Initiatives déjà en cours

  • Programme de formation du formateur pour les cas de violence entre partenaires intimes, lancé à l’automne 2008 (ressource pour les services de police et les travailleurs sociaux). Centre Muriel McQueen Fergusson pour la recherche sur la violence familiale, Université du Nouveau-Brunswick.

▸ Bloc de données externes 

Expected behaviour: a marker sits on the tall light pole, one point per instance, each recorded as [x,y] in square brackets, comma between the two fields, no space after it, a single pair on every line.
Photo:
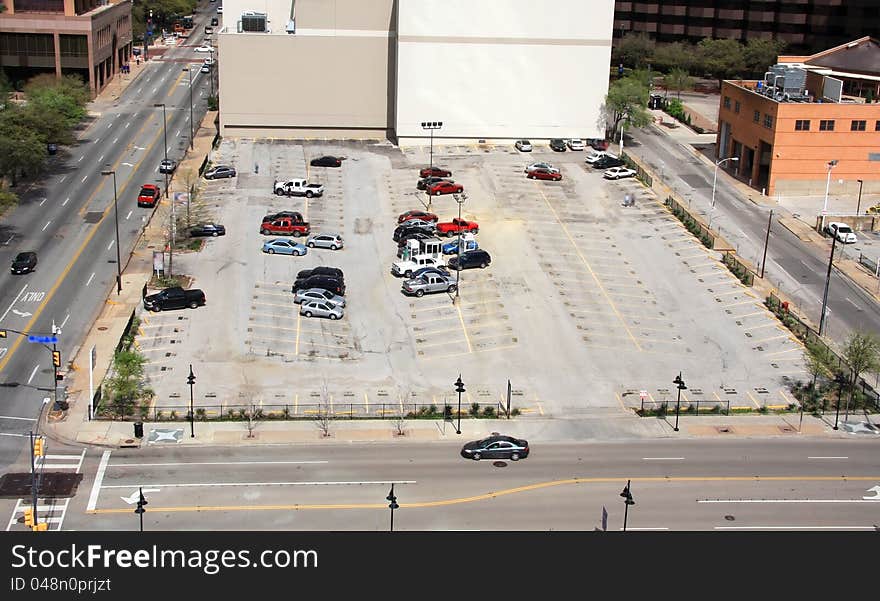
[827,283]
[831,164]
[432,125]
[459,198]
[680,384]
[715,179]
[116,218]
[165,137]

  • Trousse et site Web « Les sentiers de la guérison : Prévention de la violence familiale dans les collectivités autochtones » : http://www.thehealingjourney.ca/fmain.asp
  • Trousse du Comité sur la violence familiale et le milieu de travail du Nouveau-Brunswick : http://www.toolkitnb.ca/fmain.asp
  • Projet « Une témoin silencieuse » du Nouveau-Brunswick : Exposition itinérante de silhouettes représentant des femmes victimes d’homicide perpétré par leur partenaire intime. L’objectif est de rendre hommage aux victimes, de sensibiliser la population et d’encourager les gestes qui aideront à mettre fin à la violence sous toutes ses formes dans notre société (2001). http://www.silentwitness.ca/main-f.asp
  • Programme de certificat en violence familiale de l’Université du Nouveau-Brunswick (en anglais seulement).